Alchemy pays in every version of WoW, but in TBC Classic your specialization choice decides how it pays: in bursts, in volume, or in guaranteed weekly checks.

Transmute Master: the passive check

The proc chance on transmutes turns your daily Primal Might into a small lottery that averages out beautifully. Primal Might sells to blacksmiths and engineers all expansion; one cooldown a day with occasional multi-procs is the highest profit per minute played in the entire profession. The catch: it is capped by the cooldown, so it scales with alts, not effort.

Elixir Master: the raider's engine

Elixir spec procs on flasks — and flasks are what raiders actually buy every week. If you already farm herbs or buy them smartly on weekends, Flask of Blinding Light and Relentless Assault brewed on proc margins clear hundreds of gold weekly on a raiding realm.
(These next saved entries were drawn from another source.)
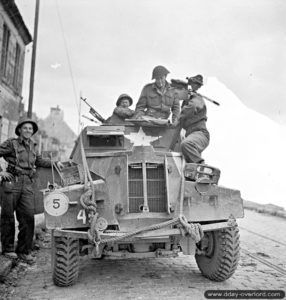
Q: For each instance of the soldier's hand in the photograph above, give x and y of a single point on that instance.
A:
(60, 165)
(6, 176)
(176, 123)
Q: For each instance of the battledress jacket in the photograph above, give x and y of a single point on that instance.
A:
(120, 114)
(193, 116)
(154, 103)
(22, 156)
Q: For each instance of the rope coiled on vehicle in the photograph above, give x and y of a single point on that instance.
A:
(194, 230)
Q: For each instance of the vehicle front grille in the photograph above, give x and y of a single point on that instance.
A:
(156, 187)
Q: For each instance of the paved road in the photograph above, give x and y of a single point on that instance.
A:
(262, 266)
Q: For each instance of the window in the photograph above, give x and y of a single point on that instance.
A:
(16, 67)
(5, 49)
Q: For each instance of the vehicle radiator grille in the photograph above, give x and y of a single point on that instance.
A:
(156, 188)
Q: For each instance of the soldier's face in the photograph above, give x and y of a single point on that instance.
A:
(195, 86)
(160, 81)
(26, 130)
(124, 103)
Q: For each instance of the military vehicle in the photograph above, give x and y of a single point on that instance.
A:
(128, 193)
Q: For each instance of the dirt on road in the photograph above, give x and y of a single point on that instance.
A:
(262, 266)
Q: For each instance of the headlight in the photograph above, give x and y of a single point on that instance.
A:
(56, 204)
(197, 172)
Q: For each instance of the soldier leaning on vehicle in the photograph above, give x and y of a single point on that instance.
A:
(17, 190)
(158, 99)
(193, 119)
(122, 110)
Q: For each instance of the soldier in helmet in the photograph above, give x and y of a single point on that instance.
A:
(122, 110)
(193, 119)
(17, 191)
(158, 99)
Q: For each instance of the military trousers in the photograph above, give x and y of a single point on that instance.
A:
(17, 196)
(193, 146)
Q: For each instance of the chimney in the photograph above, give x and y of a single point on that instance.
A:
(57, 113)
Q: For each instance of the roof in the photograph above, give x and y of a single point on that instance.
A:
(14, 14)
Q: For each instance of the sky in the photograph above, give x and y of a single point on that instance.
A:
(101, 49)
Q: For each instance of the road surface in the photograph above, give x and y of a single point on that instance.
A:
(262, 266)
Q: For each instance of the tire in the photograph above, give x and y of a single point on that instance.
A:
(65, 260)
(221, 256)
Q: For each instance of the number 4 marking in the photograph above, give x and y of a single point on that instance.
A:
(82, 216)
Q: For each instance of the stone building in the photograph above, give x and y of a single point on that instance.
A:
(56, 136)
(14, 37)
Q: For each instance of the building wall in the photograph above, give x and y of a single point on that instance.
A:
(11, 77)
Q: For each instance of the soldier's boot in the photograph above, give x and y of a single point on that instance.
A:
(10, 255)
(27, 258)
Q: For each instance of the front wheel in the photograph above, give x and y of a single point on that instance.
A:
(65, 260)
(219, 253)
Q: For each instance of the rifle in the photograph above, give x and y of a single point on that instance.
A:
(93, 112)
(180, 84)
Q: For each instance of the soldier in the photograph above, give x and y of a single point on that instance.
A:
(122, 110)
(17, 190)
(193, 119)
(158, 99)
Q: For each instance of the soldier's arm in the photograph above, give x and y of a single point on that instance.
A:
(175, 110)
(42, 162)
(188, 111)
(141, 104)
(6, 148)
(123, 112)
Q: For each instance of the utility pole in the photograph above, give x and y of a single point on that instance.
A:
(33, 63)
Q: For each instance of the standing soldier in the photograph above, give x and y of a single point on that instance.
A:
(18, 195)
(193, 119)
(158, 99)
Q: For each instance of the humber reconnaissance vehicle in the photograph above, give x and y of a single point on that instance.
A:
(127, 193)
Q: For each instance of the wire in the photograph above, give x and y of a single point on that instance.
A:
(68, 57)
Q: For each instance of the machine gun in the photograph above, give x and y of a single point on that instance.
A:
(93, 112)
(180, 84)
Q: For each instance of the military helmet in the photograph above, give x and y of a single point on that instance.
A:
(24, 121)
(159, 71)
(197, 79)
(122, 97)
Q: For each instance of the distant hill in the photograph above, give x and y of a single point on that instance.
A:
(247, 146)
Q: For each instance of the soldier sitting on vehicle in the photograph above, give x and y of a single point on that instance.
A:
(193, 119)
(158, 99)
(122, 110)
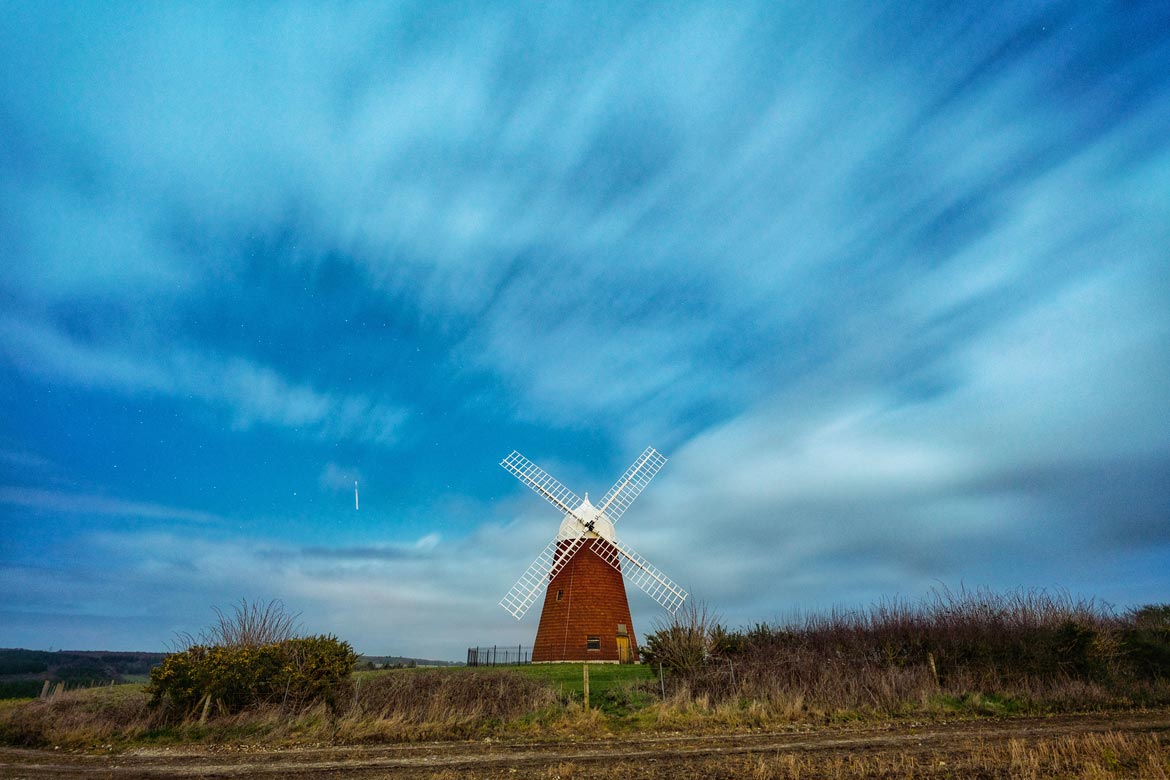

This spec rewards volume and market timing; it is the best choice if you enjoy playing the auction house.

Potion Master: the niche pick

Potion procs are volume-friendly — Super Healing and Super Mana Potions move constantly — but margins per unit are thin and the market is crowded because leveling alchemists dump stock. Viable, rarely optimal.

The practical verdict

  • One character, minimal time: Transmute Master, never skip the cooldown.
  • Active seller with herb supply: Elixir Master on raid-night listings.
  • Multiple alts: transmute army, one Elixir main.

Whichever you pick, alchemy is a supplement, not a sprint — the cooldown drip is real money but slow money. If a purchase deadline looms, the transmute schedule will not bend for you; plan the gap accordingly, farm it or buy it, and keep the cooldown ticking either way.